Security forces “shot at one of them. He tried to escape and they shot him again, the second one moved forward, they shot at him and blew him up and the third blew himself up,” Mohammed said.
“These (attacks) are a reaction because they were planning for sectarian strife and when it failed, they had this reaction.”
Violence has dropped sharply in Iraq since the peak of sectarian fighting in 2006-07 but bombings and other attacks still occur daily as the army and police battle Sunni insurgents and Shiite Muslim militias.

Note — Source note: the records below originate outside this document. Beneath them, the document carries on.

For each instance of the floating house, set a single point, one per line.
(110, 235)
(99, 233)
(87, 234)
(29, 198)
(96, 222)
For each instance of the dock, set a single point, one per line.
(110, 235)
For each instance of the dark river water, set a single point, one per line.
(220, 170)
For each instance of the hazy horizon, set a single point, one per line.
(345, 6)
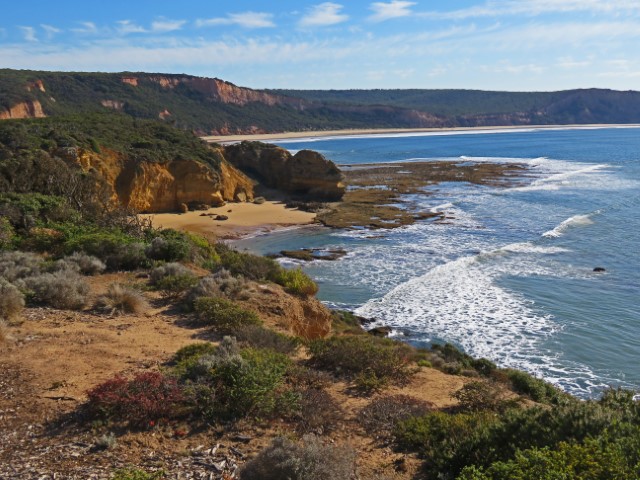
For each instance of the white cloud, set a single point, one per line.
(496, 8)
(50, 30)
(127, 26)
(245, 20)
(87, 28)
(323, 15)
(29, 34)
(385, 11)
(163, 25)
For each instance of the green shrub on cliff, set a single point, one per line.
(371, 361)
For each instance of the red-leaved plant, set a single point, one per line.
(141, 401)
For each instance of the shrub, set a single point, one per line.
(7, 234)
(121, 299)
(59, 290)
(19, 265)
(250, 266)
(588, 461)
(221, 284)
(477, 396)
(251, 385)
(4, 331)
(223, 315)
(297, 282)
(257, 336)
(350, 356)
(170, 246)
(536, 389)
(146, 398)
(380, 417)
(172, 269)
(136, 474)
(11, 302)
(87, 264)
(309, 460)
(174, 287)
(318, 412)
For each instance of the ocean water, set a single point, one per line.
(510, 275)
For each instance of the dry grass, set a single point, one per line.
(121, 299)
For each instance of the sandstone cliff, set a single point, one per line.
(162, 187)
(28, 109)
(307, 173)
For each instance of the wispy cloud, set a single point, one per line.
(49, 30)
(86, 28)
(497, 8)
(323, 15)
(163, 25)
(386, 11)
(127, 26)
(245, 20)
(29, 34)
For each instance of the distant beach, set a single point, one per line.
(244, 219)
(311, 135)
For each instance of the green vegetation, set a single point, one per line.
(371, 362)
(224, 316)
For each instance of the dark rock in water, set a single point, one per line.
(380, 331)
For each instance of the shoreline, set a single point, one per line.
(244, 220)
(348, 133)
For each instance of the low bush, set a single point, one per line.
(296, 282)
(120, 299)
(137, 474)
(19, 265)
(87, 264)
(61, 289)
(224, 316)
(172, 269)
(482, 395)
(380, 417)
(11, 302)
(308, 460)
(141, 401)
(257, 336)
(175, 287)
(350, 356)
(318, 412)
(221, 284)
(253, 267)
(536, 389)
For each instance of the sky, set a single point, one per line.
(515, 45)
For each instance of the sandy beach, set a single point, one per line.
(243, 219)
(266, 137)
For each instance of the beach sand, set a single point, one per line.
(244, 219)
(270, 137)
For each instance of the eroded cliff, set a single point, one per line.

Hundreds of people took to the streets in cities and towns across Anbar last Friday to protest the arrest of eight local men suspected in the Shiite pilgrim killings.
Gunmen attacked two buses carrying pilgrims from the Iraqi city of Kerbala to Syria on Sept. 12, killing 22 men while sparing 15 women, 12 children and two elderly men.
The killings and the arrests sparked anger between Anbar and neighboring Kerbala province and prompted Prime Minister Nuri Al-Maliki and other officials to try to defuse tensions by meeting tribal leaders.
Sectarian tensions still simmer in Iraq more than eight years after the US-led invasion that toppled Saddam Hussein as Iraq’s government tries to decide whether to ask US troops to stay past a year-end deadline for their departure.